Duri Prader, CEO der Zürcher Privatbank Lienhardt & Partner, hat dazu eine klare Meinung. Seine Kunden seien derzeit noch «voll investiert», wie er uns in einem sehr lesenswerten Interview verrät. Für ihn klettern die Aktien derzeit immer noch die unter Börsianern bekannte «Wall of worry» hinauf. Und in der Tat: Ängste gibt es derzeit überall. Nicht nur die laufend neuen Corona-Mutationen, die Furcht vor explodierenden Fallzahlen und neuen Lockdowns, Inflationsängste, gestörte Lieferketten und dann natürlich die Unwetterkatastrophen. Von einem «irrationalen Überschwang» scheinen wir derzeit jedenfalls noch weit entfernt zu sein.

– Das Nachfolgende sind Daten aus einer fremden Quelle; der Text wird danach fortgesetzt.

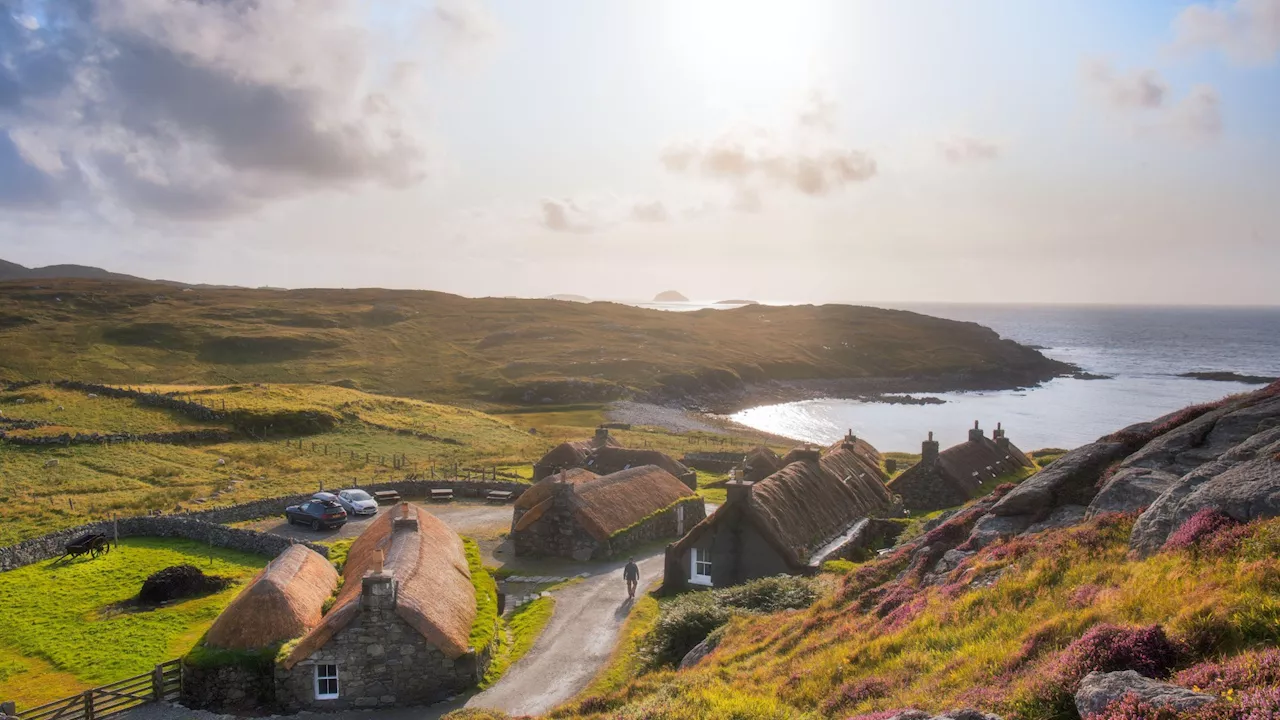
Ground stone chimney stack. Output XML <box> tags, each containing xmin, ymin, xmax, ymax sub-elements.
<box><xmin>991</xmin><ymin>423</ymin><xmax>1009</xmax><ymax>450</ymax></box>
<box><xmin>360</xmin><ymin>570</ymin><xmax>396</xmax><ymax>611</ymax></box>
<box><xmin>724</xmin><ymin>480</ymin><xmax>755</xmax><ymax>505</ymax></box>
<box><xmin>969</xmin><ymin>420</ymin><xmax>987</xmax><ymax>442</ymax></box>
<box><xmin>920</xmin><ymin>430</ymin><xmax>938</xmax><ymax>466</ymax></box>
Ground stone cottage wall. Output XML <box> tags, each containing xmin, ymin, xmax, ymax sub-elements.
<box><xmin>887</xmin><ymin>464</ymin><xmax>969</xmax><ymax>512</ymax></box>
<box><xmin>182</xmin><ymin>662</ymin><xmax>275</xmax><ymax>714</ymax></box>
<box><xmin>275</xmin><ymin>607</ymin><xmax>490</xmax><ymax>712</ymax></box>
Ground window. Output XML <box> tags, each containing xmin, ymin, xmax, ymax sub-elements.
<box><xmin>689</xmin><ymin>547</ymin><xmax>712</xmax><ymax>585</ymax></box>
<box><xmin>316</xmin><ymin>665</ymin><xmax>338</xmax><ymax>700</ymax></box>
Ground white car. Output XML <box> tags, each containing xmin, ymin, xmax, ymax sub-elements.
<box><xmin>338</xmin><ymin>488</ymin><xmax>378</xmax><ymax>516</ymax></box>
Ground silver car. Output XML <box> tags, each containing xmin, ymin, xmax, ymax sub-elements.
<box><xmin>327</xmin><ymin>488</ymin><xmax>378</xmax><ymax>516</ymax></box>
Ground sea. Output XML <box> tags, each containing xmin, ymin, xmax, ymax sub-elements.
<box><xmin>629</xmin><ymin>304</ymin><xmax>1280</xmax><ymax>452</ymax></box>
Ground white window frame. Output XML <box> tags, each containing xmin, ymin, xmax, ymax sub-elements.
<box><xmin>314</xmin><ymin>662</ymin><xmax>342</xmax><ymax>700</ymax></box>
<box><xmin>689</xmin><ymin>546</ymin><xmax>712</xmax><ymax>585</ymax></box>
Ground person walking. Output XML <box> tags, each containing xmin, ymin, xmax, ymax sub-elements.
<box><xmin>622</xmin><ymin>557</ymin><xmax>640</xmax><ymax>600</ymax></box>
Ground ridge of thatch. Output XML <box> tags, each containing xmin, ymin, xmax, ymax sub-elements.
<box><xmin>746</xmin><ymin>441</ymin><xmax>892</xmax><ymax>566</ymax></box>
<box><xmin>742</xmin><ymin>445</ymin><xmax>782</xmax><ymax>483</ymax></box>
<box><xmin>586</xmin><ymin>445</ymin><xmax>689</xmax><ymax>478</ymax></box>
<box><xmin>205</xmin><ymin>544</ymin><xmax>338</xmax><ymax>650</ymax></box>
<box><xmin>573</xmin><ymin>465</ymin><xmax>698</xmax><ymax>541</ymax></box>
<box><xmin>512</xmin><ymin>468</ymin><xmax>600</xmax><ymax>510</ymax></box>
<box><xmin>284</xmin><ymin>503</ymin><xmax>476</xmax><ymax>667</ymax></box>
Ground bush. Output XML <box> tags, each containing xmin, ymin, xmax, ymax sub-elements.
<box><xmin>644</xmin><ymin>575</ymin><xmax>818</xmax><ymax>666</ymax></box>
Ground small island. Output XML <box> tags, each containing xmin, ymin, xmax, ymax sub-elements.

Vielleicht wirken diese vielen Befürchtungen wirklich dämpfend auf die Aktienkurse. Doch Vorsicht ist angebracht, denn wir wissen nicht, wann und wie schnell die optimistische Stimmung in Euphorie umschlägt – oder plötzlich kippt. Wie sich negative Nachrichten dämpfend auf zuvor stark gestiegene Kurse auswirken können, haben wir am Beispiel der Aktienkurse von Moderna und Biontech vergangene Woche gesehen. Meldungen über mögliche Nebenwirkungen der Impfstoffe führten zu zweistelligen Kursverlusten. Was an den Meldungen wirklich dran ist, muss sich erst noch zeigen.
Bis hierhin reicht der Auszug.